I agree with all of that.

I guess I interpreted your first response as disagreeing with my comment, when you were actually just bringing up a different topic.

coldtea · on May 21, 2023

>I would rate a person who provides no sentence at all as performing significantly better

The logic failure in the above statement is probably worse than the logic failure of not being able to spontaneously compose a phrase with just 5-letter words - and slipping in one or two with a higher word-count.

>I suspect most people could pretty quickly come up with something

You'd be very surprised then. Most people fail at even more basic tasks.

Heck, most candidate programmers fail at fizz-buzz (not that more difficult than the above)

thfuran · on May 21, 2023

>The logic failure in the above statement

And which alleged logic failure is that?

coldtea · on May 21, 2023

The idea that making a mistake but otherwise fulfilling most of the task is worse than failing to perform any part of it.

Especially in the context of "evaluating the performance of something".
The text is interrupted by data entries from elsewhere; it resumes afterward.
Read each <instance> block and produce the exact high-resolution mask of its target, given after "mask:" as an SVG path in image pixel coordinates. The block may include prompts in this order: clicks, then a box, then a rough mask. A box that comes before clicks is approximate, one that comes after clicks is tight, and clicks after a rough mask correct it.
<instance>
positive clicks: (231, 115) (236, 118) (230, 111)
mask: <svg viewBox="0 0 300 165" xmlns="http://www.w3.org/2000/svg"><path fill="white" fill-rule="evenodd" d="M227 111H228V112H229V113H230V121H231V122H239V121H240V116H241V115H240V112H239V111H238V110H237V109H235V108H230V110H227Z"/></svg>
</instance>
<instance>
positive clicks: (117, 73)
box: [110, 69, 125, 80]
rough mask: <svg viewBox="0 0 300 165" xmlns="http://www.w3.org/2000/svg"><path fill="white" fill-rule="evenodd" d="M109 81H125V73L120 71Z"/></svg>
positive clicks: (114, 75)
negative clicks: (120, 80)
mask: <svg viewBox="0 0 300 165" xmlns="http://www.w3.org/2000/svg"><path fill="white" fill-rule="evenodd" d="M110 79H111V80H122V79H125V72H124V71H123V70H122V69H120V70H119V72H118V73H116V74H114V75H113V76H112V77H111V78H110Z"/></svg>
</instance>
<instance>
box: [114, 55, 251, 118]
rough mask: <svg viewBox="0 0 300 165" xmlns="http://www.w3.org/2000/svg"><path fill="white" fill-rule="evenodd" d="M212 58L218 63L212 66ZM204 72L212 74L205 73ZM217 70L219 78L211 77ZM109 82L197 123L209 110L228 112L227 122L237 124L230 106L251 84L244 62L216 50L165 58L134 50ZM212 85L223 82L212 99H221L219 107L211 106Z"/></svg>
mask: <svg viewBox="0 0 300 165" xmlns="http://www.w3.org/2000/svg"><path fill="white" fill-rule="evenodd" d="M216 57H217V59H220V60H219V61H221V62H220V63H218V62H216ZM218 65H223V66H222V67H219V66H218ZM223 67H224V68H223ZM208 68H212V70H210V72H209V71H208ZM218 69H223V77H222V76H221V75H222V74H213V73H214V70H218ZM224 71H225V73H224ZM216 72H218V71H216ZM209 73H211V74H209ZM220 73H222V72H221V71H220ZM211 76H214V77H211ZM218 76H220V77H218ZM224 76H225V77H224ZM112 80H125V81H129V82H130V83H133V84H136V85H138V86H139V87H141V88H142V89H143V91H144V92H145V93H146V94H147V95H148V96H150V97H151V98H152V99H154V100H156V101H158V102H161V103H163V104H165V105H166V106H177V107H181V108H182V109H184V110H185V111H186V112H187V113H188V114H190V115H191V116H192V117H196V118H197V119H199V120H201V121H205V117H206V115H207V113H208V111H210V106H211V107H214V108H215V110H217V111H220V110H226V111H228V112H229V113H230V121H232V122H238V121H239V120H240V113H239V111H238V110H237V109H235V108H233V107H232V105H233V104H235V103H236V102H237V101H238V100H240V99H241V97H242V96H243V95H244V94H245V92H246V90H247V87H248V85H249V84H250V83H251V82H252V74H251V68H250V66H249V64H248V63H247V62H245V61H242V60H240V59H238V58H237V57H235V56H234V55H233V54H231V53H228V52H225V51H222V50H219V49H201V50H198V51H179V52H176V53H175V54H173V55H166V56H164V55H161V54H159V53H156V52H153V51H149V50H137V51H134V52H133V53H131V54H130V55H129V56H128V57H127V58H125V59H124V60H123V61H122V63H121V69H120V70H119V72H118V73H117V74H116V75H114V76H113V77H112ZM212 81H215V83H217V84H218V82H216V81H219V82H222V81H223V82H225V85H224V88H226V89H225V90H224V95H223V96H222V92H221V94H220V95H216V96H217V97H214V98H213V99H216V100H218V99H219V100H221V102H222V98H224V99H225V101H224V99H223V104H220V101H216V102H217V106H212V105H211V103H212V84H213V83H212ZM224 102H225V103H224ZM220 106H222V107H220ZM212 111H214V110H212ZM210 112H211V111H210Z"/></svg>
Let's expand this a little to make it even more evident: if the task was "make a paragraph of 100 words using only 5 letter words" and an AI couldn't produce anything at all, whereas another came up with a paragraph of 100 words, except a couple of them had 6 or 4 letters, it would make absolutely no sense to rate the first as "better" than the second in performing the task.

As for understanding the task, the latter exhibits an understanding of it (since it produced a paragraph, and most of the words it used filled the criteria, which wouldn't happen if it chose them randomly), it just made a couple of mistakes (the kind of humans could easily make too in such a task). For the former we can't even be sure if it even understood the task at all.

We don't rate humans that way on performing tasks either (if they got it less than perfect it's worse than not doing it at all). Even math tests at the university level consider the approach and any partial results in the right direction, don't just mark it 0 if there's an error, nor give a higher mark to students who didn't produce anything.

thfuran · on May 21, 2023

>The idea that making a mistake but otherwise fulfilling most of the task is worse than failing to perform any part of it.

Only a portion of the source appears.